De nouvelles organisations du travail pathogènes
À partir du milieu des années 1980 se mettent progressivement en place de nouvelles organisations du travail. Leur objectif est l’obtention d’une rentabilité élevée dans un temps court. Une culture de résultat « pour le marché, dans le temps du marché » s’installe. L’encadrement est le premier concerné puisque son rôle d’intermédiaire entre le donneur d’ordre et le travail, qui reposait sur une connaissance approfondie de celui-ci, est remplacé par celui de « manageur », uniquement centré sur l’obtention du résultat prescrit. Les méthodes utilisées sont profondément manipulatrices et violentes. Une autonomie sur les moyens à mettre en œuvre et un contrôle renforcé du résultat renvoient le travailleur à de supposées imperfections personnelles. Pratiquement, on assiste à une intensification du travail pour atteindre un résultat inatteignable. En effet, le moteur de ces méthodes est l’individualisation et la mise en concurrence de chacun avec un autre travailleur, dont l’évaluation individuelle n’est qu’un des moyens. Alors que le travail n’est jamais solitaire, mais toujours solidaire, puisqu’il repose sur les échanges entre les femmes et les hommes pour faire ce qui n’est pas prévu par l’organisation du travail, on assiste du fait de cette individualisation à un repliement de chacun sur soi-même. Il est aussi indispensable pour le management de faire éclater les structures collectives qui font obstacle à l’individualisation en tentant éventuellement de les remplacer par une identification occulte des savoir-faire. Ainsi le Lean-management (« management maigre ») consiste, au prétexte de participation des travailleurs, à mettre en place des groupes de travailleurs pour « améliorer » le travail. Il s’agit en fait de capter les savoir-faire non pas pour améliorer les conditions de travail, mais pour augmenter la productivité individuelle avec comme corollaire la diminution du nombre de travailleurs. Les sujets, que sont les travailleurs, sont instrumentalisés par le discours managérial et deviennent des objets de production ou de service.

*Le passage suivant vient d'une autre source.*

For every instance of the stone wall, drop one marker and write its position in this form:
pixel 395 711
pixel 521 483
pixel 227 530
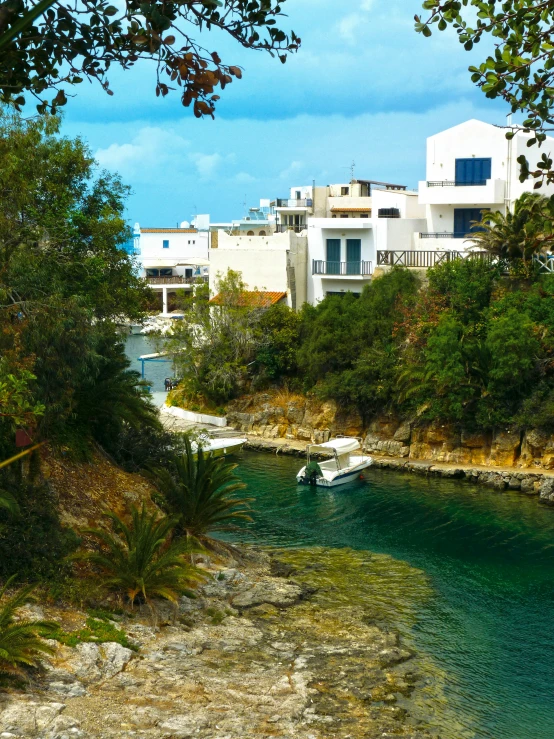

Une clinique médicale du travail qui permet la mise en lumière du lien entre l’organisation du travail et ses effets sur la santé
Les effets sur le travail sont dévastateurs : effondrement des processus collectifs, isolement, conflits interindividuels, crainte des autres, dissimulation des tricheries autrefois assumées collectivement, impossibilité d’échanger sur le travail. La pensée est arrêtée par la peur et la honte et les défenses contre la souffrance, notamment éthique, se mettent en place. Les travailleurs, dès lors qu’on les écoute, expriment une atteinte à l’estime de soi (doute sur soi-même, culpabilité vécue dans l’isolement). Les effets sur la santé sont nombreux et graves (état de stress post-traumatique, état anxieux généralisé, dépression, maladies psychosomatiques, épuisement professionnel…).

Les spécialistes du champ du travail, mais également les médecins investis dans le domaine du travail, dont les médecins du travail, sont en première ligne et constatent le caractère profondément délétère de ces nouvelles organisations. Comme tous les professionnels de santé confrontés à un processus pathogène émergeant, les médecins s’organisent collectivement pour mieux repérer les éléments pathogènes et leurs effets et mettent en place des techniques d’investigation et d’intervention. Ils élaborent une méthode clinique spécifique : la clinique médicale du travail. Cette clinique qui, notamment grâce à l’intercompréhension qui soutient le dialogue clinique, permet de construire le lien entre ce qu’on observe de la santé et l’organisation du travail (le lien santé-travail).

Alors que l’organisation du travail délétère tente de camoufler son implication et sa responsabilité dans un déploiement de leurres (difficultés personnelles du travailleur prises en charge par des professionnels du psychisme, apprentissage par coaching des bonnes pratiques pour « monter en compétence », harcèlement qui est uniquement le fait d’individus pervers…), la mise en visibilité publique collective sous la forme d’alerte de la communauté de travail et individuelle, en actant par écrit le lien santé-travail, fait courir un risque insupportable pour ces méthodes et ceux qui les appliquent. Il est donc essentiel et urgent que les lanceurs d’alerte soient réduits au silence.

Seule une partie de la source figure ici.